Under the hood

This section documents some details about what happens when a BedTool object is created and exactly what happens when a BEDTools command is called. It’s mostly useful for developers or for debugging.

There are three kinds of sources/sinks for BedTool objects:

  • filename
  • open file object
  • iterator of Interval objects

Iterator “protocol”

BedTool objects yield an Interval object on each next() call. Where this Interval comes from depends on how the BedTool was created and what format the underlying data are in, as follows.

Filename-based

If BED/GTF/GFF/VCF format, then use an IntervalFile object for Cython/C++ speed.

If SAM format, then use an IntervalIterator. This is a Cython object that reads individual lines and passes them to create_interval_from_list, a Cython function. create_interval_from_list does a lot of the work to figure out what format the line is, and this is how we are able to support SAM Interval objects.

If BAM format, then first do a Popen call to samtools view, and create an IntervalIterator from subprocess.PIPE similar to SAM format.

Open file-based

All formats are passed to an IntervalIterator, which reads one line at a time and yields an Interval object.

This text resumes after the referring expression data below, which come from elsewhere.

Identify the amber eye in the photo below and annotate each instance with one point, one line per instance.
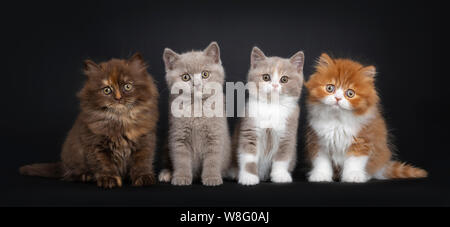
(205, 74)
(186, 77)
(127, 87)
(330, 88)
(350, 93)
(107, 90)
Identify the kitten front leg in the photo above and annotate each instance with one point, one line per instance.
(248, 157)
(354, 170)
(282, 160)
(322, 168)
(141, 165)
(211, 172)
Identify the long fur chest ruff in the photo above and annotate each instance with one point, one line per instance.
(336, 129)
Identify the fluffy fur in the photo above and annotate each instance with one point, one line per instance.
(197, 146)
(347, 134)
(114, 136)
(266, 142)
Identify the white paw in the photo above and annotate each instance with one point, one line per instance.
(248, 179)
(320, 176)
(355, 177)
(281, 177)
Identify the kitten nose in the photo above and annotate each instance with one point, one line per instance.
(117, 96)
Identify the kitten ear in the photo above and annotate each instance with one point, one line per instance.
(169, 58)
(325, 60)
(213, 51)
(90, 67)
(369, 71)
(256, 56)
(298, 59)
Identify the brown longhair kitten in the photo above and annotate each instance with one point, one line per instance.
(114, 136)
(346, 129)
(266, 142)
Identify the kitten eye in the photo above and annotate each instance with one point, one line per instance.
(127, 87)
(350, 93)
(330, 88)
(186, 77)
(107, 90)
(205, 74)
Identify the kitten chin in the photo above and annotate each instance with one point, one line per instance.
(111, 139)
(346, 130)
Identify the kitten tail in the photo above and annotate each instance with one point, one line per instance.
(49, 170)
(396, 170)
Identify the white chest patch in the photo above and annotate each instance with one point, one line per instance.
(336, 129)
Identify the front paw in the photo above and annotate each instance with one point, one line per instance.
(281, 177)
(355, 177)
(248, 179)
(181, 180)
(144, 180)
(320, 176)
(212, 181)
(109, 182)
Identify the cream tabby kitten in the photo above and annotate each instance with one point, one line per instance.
(266, 138)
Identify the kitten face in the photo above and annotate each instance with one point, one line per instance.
(274, 74)
(116, 85)
(342, 84)
(194, 68)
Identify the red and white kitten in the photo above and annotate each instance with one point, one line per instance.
(346, 131)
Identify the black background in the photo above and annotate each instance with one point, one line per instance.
(46, 43)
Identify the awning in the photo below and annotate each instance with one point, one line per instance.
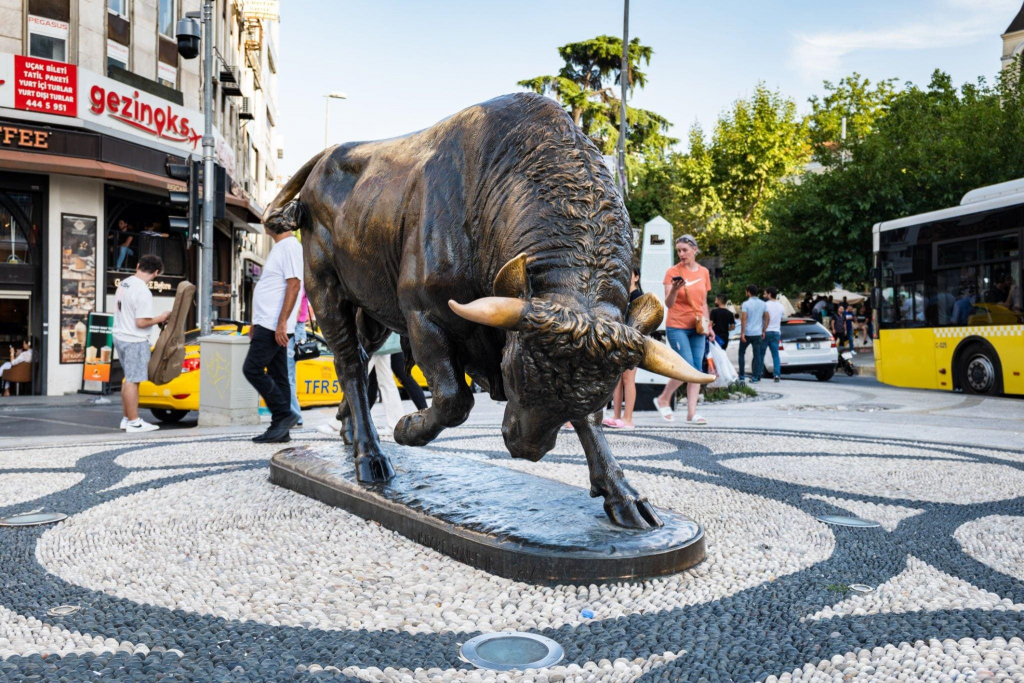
(36, 163)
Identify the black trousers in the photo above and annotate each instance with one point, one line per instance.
(265, 352)
(408, 383)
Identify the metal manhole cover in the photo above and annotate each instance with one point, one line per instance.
(62, 610)
(840, 520)
(33, 519)
(508, 650)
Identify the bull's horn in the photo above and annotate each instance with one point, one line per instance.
(502, 312)
(660, 359)
(645, 313)
(512, 280)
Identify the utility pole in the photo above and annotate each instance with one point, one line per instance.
(209, 180)
(624, 78)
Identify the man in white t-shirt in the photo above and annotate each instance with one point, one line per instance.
(773, 329)
(132, 321)
(274, 313)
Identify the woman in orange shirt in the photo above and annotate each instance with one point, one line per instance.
(686, 288)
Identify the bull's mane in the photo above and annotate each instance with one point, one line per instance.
(573, 355)
(559, 203)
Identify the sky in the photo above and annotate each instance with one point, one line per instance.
(404, 65)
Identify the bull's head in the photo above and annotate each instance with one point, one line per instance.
(563, 360)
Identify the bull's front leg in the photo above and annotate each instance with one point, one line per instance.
(451, 397)
(624, 505)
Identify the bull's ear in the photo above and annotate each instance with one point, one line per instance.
(512, 281)
(645, 313)
(660, 359)
(503, 312)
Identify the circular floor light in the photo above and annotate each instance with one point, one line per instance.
(508, 650)
(33, 519)
(840, 520)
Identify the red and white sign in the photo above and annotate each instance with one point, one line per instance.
(127, 107)
(42, 85)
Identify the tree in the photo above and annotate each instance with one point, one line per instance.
(584, 87)
(932, 146)
(854, 98)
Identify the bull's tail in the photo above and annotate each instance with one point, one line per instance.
(283, 213)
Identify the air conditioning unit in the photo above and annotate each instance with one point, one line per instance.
(246, 111)
(230, 81)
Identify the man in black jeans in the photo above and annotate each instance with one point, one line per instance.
(274, 313)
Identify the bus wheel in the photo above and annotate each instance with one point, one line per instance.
(979, 371)
(167, 416)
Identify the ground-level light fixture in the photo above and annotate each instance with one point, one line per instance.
(508, 650)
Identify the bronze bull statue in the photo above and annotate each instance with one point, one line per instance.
(497, 243)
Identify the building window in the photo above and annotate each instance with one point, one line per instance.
(117, 54)
(47, 38)
(166, 17)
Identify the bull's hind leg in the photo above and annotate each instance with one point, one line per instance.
(624, 505)
(337, 321)
(451, 397)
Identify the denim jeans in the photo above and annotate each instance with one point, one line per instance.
(757, 363)
(771, 344)
(688, 344)
(266, 370)
(300, 336)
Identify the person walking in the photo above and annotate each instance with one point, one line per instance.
(272, 328)
(722, 322)
(753, 316)
(132, 319)
(299, 338)
(849, 319)
(687, 327)
(625, 396)
(773, 331)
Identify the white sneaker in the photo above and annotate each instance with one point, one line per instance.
(140, 426)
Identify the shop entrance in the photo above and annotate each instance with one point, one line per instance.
(20, 275)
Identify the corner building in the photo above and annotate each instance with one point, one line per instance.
(94, 101)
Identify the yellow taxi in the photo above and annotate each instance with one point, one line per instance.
(315, 380)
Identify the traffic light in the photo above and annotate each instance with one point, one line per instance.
(185, 210)
(186, 207)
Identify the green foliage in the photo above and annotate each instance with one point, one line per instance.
(585, 87)
(932, 146)
(854, 98)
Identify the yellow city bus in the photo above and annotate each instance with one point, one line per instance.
(947, 295)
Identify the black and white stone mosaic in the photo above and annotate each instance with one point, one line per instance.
(187, 564)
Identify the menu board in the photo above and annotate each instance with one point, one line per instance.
(42, 85)
(98, 351)
(78, 284)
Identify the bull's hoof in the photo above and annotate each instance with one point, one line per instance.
(632, 513)
(374, 469)
(412, 430)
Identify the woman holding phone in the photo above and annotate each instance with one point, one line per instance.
(687, 327)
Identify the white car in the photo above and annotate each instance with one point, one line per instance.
(805, 346)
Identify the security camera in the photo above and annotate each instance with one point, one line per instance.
(187, 35)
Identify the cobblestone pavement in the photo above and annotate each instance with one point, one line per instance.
(185, 562)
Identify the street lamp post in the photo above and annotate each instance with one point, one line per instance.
(337, 94)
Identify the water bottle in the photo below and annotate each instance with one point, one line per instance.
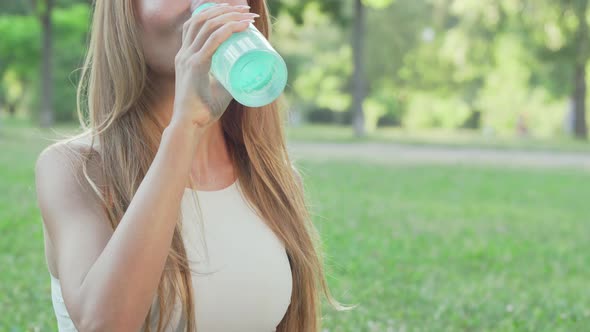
(248, 66)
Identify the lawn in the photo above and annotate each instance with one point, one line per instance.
(435, 137)
(419, 248)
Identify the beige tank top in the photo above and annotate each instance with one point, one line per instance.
(244, 285)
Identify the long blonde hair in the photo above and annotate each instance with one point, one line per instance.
(114, 108)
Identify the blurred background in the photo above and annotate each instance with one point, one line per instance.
(443, 145)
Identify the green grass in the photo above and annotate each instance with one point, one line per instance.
(434, 137)
(419, 248)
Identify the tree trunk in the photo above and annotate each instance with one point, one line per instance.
(359, 75)
(580, 128)
(46, 68)
(581, 59)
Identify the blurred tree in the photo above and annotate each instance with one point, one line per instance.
(559, 30)
(339, 10)
(44, 10)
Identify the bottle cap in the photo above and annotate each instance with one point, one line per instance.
(203, 6)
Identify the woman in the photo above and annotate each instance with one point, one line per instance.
(177, 209)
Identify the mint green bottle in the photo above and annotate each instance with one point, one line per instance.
(248, 67)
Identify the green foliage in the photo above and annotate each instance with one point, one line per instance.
(20, 53)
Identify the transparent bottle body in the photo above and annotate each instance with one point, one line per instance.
(249, 68)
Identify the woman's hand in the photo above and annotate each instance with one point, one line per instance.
(199, 98)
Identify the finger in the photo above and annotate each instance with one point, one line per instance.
(216, 23)
(219, 36)
(194, 24)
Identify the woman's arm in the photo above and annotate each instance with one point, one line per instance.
(108, 278)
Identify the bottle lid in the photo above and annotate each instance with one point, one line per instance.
(202, 7)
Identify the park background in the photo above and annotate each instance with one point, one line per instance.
(443, 146)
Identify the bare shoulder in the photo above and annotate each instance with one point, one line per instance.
(59, 166)
(70, 209)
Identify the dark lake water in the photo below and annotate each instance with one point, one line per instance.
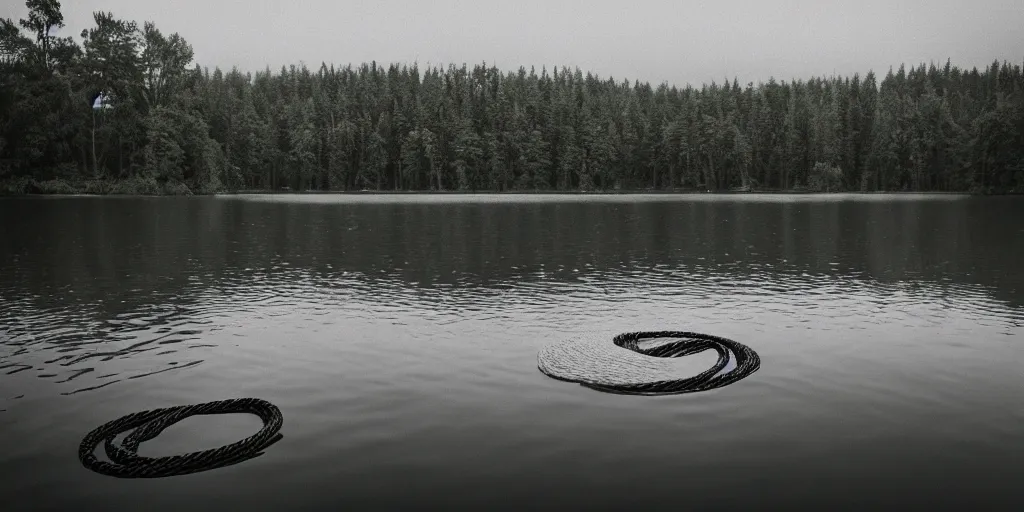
(398, 335)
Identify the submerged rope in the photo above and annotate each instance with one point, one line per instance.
(605, 368)
(126, 463)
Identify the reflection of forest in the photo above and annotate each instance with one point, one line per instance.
(129, 253)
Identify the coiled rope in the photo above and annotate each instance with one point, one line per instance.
(126, 463)
(642, 370)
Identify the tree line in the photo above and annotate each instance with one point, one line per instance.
(125, 110)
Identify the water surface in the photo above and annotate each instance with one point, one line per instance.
(399, 335)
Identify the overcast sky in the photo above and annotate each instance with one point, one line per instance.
(675, 41)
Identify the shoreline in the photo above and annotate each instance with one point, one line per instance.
(147, 187)
(152, 188)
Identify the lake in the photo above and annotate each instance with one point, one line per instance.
(399, 336)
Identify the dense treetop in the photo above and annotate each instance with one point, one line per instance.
(125, 110)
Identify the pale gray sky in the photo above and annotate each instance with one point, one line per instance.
(675, 41)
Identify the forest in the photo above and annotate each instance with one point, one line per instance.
(125, 110)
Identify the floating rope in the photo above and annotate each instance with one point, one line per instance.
(643, 371)
(126, 463)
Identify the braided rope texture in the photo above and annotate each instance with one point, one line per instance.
(624, 367)
(126, 463)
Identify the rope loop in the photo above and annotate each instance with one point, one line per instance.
(600, 367)
(126, 463)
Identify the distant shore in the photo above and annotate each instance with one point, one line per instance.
(152, 188)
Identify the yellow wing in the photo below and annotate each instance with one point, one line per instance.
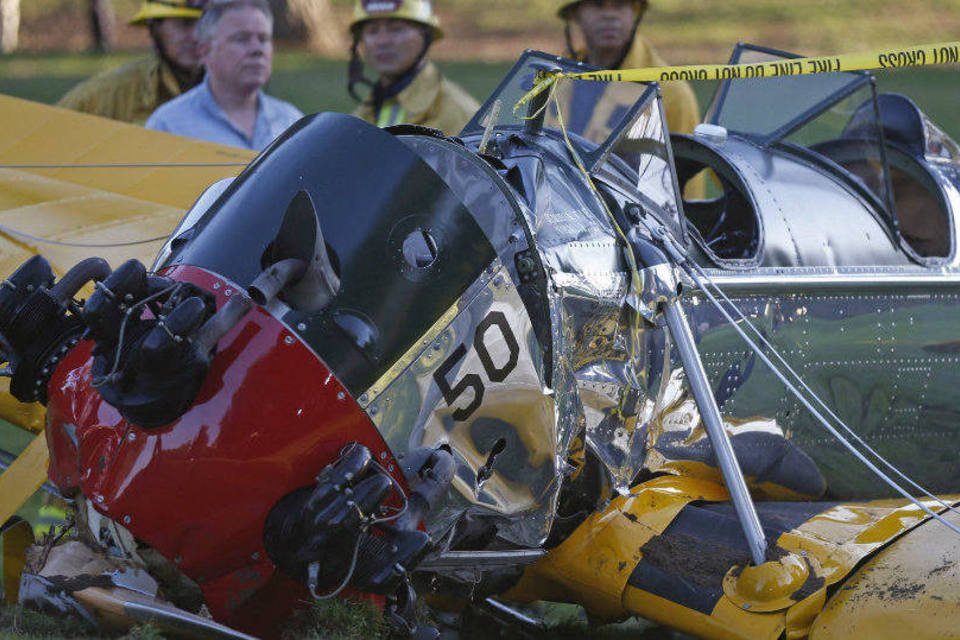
(74, 186)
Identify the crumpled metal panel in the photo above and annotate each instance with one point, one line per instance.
(601, 366)
(484, 345)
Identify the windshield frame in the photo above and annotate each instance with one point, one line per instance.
(859, 80)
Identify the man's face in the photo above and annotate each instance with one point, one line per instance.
(240, 52)
(606, 24)
(178, 42)
(391, 46)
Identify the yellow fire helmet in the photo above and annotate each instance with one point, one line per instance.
(564, 6)
(159, 9)
(419, 11)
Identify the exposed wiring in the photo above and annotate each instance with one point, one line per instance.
(313, 570)
(109, 377)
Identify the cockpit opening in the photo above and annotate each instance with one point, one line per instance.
(724, 219)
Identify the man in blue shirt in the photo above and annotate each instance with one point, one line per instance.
(229, 107)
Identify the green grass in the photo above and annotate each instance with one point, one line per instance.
(317, 84)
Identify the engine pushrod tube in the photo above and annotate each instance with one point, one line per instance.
(710, 414)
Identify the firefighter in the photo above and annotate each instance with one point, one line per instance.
(133, 91)
(395, 36)
(609, 30)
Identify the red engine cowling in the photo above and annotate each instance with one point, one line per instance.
(268, 417)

If it’s a BAM file (specifically, a detected bgzip stream), then it’s actually first sent to the stdin of a samtools Popen call, and then the subprocess.PIPE from that Popen’s stdout is sent to an IntervalIterator.

Iterator or generator-based

If it’s neither of the above, then the assumption is that it’s already an iterable of Interval objects. This is the case if a BedTool is created with something like:

a = pybedtools.example_bedtool('a.bed')
b = pybedtools.BedTool((i for i in a))

In this case, the (i for i in a) creates a generator of intervals from an IntervalFile – since a is a filename-based BedTool. Since the first argument to the BedTool constructor is neither a filename nor an open file, the new BedTool b’s .fn attribute is directly set to this generator … so we have a generator-based BedTool.

Calling BEDTools programs

Depending on the type of BedTool (filename, open file, or iterator), the method of calling BEDTools programs differs.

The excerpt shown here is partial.